Quel “giudice ragazzino” che viveva secondo il Vangelo

Chi ha studiato i diari di Rosario Livatino – giudice, ma prima ancora uomo e credente – attesta di incertezze, di sfoghi spontanei, di lacerazioni interiori e di silenzi. Il che non ne fa un testimone meno prezioso per chi ebbe la fortuna di conoscerlo di persona o per chi ne ha solo sentito parlare. No: questi tratti di penna, queste semplici confidenze, ce lo rendono ancora più umano, vero, vicino.

Cristiano convinto e maturo non voleva essere un eroe, ma compiere semplicemente e il suo dovere coniugando le ragioni della giustizia con quelle di una e profonda fede cristiana.

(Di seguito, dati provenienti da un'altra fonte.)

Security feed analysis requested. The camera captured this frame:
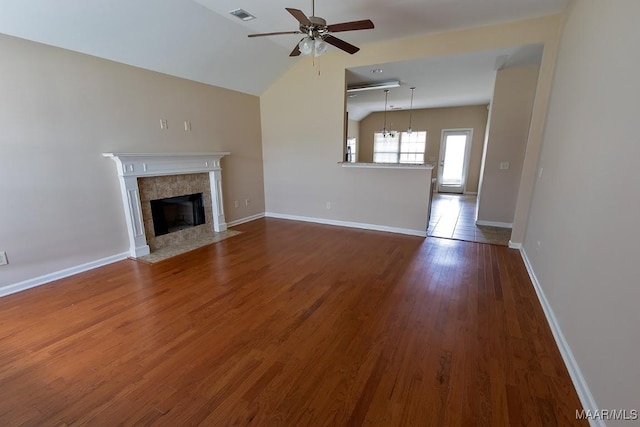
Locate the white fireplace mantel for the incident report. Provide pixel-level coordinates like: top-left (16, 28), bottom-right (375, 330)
top-left (102, 151), bottom-right (231, 258)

Il Cristo crocifisso, condannato innocente morto per la redenzione dell’umanità, presente nell’aula delle udienze era per lui un richiamo alla carità e alla rettitudine. L’aver avuto sul suo tavolo il Vangelo e il Crocifisso non erano segni di un devozionalissimo bigotto, ma perenne provocazione al suo compito di operatore della giustizia.

Rosario Livatino ispirò la sua vita al Vangelo, sentì profondo il fascino di Dio come garante di libertà e di giustizia. Sulla coerenza fra parola ascoltata e praticata disse: “Non vi sarà chiesto se siete stati credenti ma se siete stati credibili”. Questa frase ce ne richiama una di un martire del secondo secolo S. Ignazio di Antiochia che scrisse: “E’ meglio essere cristiano senza dirlo che dirlo senza esserlo”. Il Servo di Dio Rosario Livatino è forse la più bella figura di laico cristiano impegnato tra le vittime della mafia siciliana, che all’integrità della fede cattolica, ha associato una fedeltà che si è fatta impegno civico e sociale fino al martirio. Egli ha raggiunto la santità attraverso una vita di impegno civile e professionale, tipicamente laicale.

La notizia della sua beatificazione ha suscitato immediatamente una grande eco: non solo per la figura in sé, certo molto nota e apprezzata fin dal giorno uccisione, quanto per il fatto che, almeno in epoca recente, sarebbe la prima volta che una decisione di questo genere riguarda un magistrato nell’esercizio del suo dovere, come da alcuni è stato subito rilevato. Nel processo canonico, la convinzione che si trattasse di martirio è maturata gradualmente durante l’ascolto dei testimoni, fino a indurre i promotori della causa a richiedere, come avvenne anche per don Puglisi, il passaggio da un processo per l’accertamento dell’eroicità delle virtù a un processo per un caso di martirio.

Durante il processo è emerso che il “martirio formale” subìto da Rosario Livatino si fonda su una vita ordinaria nella quale ha esercitato le virtù della fortezza, della giustizia e della carità. Il collegamento tra la giustizia e la carità lo portò all’impegno civile per la promozione della legalità e dell’onestà. Egli per affermare gli ideali della giustizia e della legalità ha pagato con il sacrificio della vita il suo impegno di lotta contro le forze violente del male.